LA HUELLA DE TUS PASOS... (Poesía a mi abuelo Jacinto. 1983)

Acompañabas la huella de mis pasos con los tuyos,
mi mano entre las tuyas, mi risa en tus palabras,
la ilusión de mis ojos, tu paciencia infinita,
mis preguntas de niña, tus respuestas con alma.
Hacías de mi mundo un espacio perfecto,
rodeabas mis días de cuentos inventados;
recorrido de vida, la que hiciste inmensa,
la que fuiste llenando de besos y cuidados.

Los caminos andados, aferrada a tu mano,
mi manita infantil tan pequeña en las tuyas,
las manos trabajadas, con arrugas y callos,
las manos tan hermosas que tocaban mi cara
y cuidaban mis años.

Te has ido de mi vida, te despediste triste,
me miraste un momento y supe que marchabas,
y mi niñez lloraba, mi juventud gritaba,
de ira, de impotencia, de tristeza y de rabia. 
Me dejaste sola y te necesitaba,
para escuchar tu voz, y decirme tranquilo
que todo estaba bien, que no pasaba nada,
meciéndome en tus brazos, besándome el oído.

Los abuelos benditos que nos llenan de vida,
que nos regalan mundos imaginarios siempre,
que nos llenan de recuerdos, que se alejan cansados,
que las penas les hunden cuando saben que parten
y que dejan al nieto a merced de su suerte.

Mi abuelo, tan querido, que se me fue en la noche,
en la fría madrugada y en el cantar de un río,
en la vereda verde, en el camino angosto,
entre las rocas frías de este otoño perdido.
Y me ha dejado muda.
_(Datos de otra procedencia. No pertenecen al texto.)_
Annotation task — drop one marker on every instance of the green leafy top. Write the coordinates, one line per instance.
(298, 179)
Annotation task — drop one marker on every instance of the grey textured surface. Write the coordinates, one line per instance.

Ya no tengo mi cuento,
ya no tengo la voz que me cantaba bajo,
que me decía que era la princesa dormida,
la muñeca de rojo, la que perdió el zapato.
Ya no me peinará aquella larga trenza,
ni sus dedos tocarán mis ojos cuando llore,
ni me dirá "¡que tierna que es mi niña!",
ni jugará a mis cromos, ni voceará mi nombre.